After experiencing a few of the Brooklyn trio’s cooing, catchy songs about life in the city and falling in love from up close, I walked up the gangplank to the Peking ship to toast a friend’s birthday with champagne, courtesy of one of the festival sponsors, Barefoot Wine.
While the whoozy jams of Delicate Steve played on board the Skipper Stage, the ominous, thick ball of charcoal smoke that suddenly took over the tip of Pier 17 stole our full attention. Fire was soon stretching its way across the lower dock of the South Street Seaport Mall, sending frantic people running down stairs from the building’s upper floor to evacuate as the band played on.
Much of the main festival crowd wasn’t yet aware of the chaos happening behind the stage.
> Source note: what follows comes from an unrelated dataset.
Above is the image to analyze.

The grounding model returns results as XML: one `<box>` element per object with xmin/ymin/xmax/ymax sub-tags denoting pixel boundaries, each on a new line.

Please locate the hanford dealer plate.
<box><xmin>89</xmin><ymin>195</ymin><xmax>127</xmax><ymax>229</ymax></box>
One brave gent, possibly from the Pacific Grill restaurant closest to the origin of the fire, was in the midst of the smoking pier within moments, trying to help with a few buckets of water.
Then the Shark speedboat had its moments of glory, spraying its spindly onboard hose into the flames, until the Fire boats and a full force of NYFD came through with the big guns and sprayed down every last speck of the blaze. A vending machine, possibly the culprit, was overturned by the jet of their hoses and the crowd did cheer. The cause of the fire was said to be “faulty electrical wiring.”
The show must go on, and so it did, seeing that there were no injuries or major damage despite fact that a three-alarm fire had just taken place. The 15 to 20 minute festival break was barely even a blip in the day. Crocodiles took the stage with a psychedelic fury that provided a perfect release from all the dramatic tension of the nicely-averted disaster. Singer/guitarist Brandon Welchez was a non-stop, sinewy ball of energy, especially during the band’s rousing, fuzzed-out hits like the jaunty Echo and the Bunnymen-ish “Endless Flowers” or “My Surfing Lucifer.” It was a worthy set that even induced Voice photographer C.S. Muncy to shoot on his GoPro while crowd surfing.
The Drums played through new hits from their latest, “Portamento”. Pierce donned a wink-wink New York City tourist tee, perhaps just purchased from a street vendor at the seaport. He added how happy he was to be playing this show for, and spending time with The Village Voice, “such a NYC institution.” Then he blushed as he stopped himself from going on a bit of a long-winded tale about a song, saying, “I never do this storytelling thing,” which led into “Mountain” and the single “Days.” “Let’s Go Surfing” was the obvious dream of a beachy finale.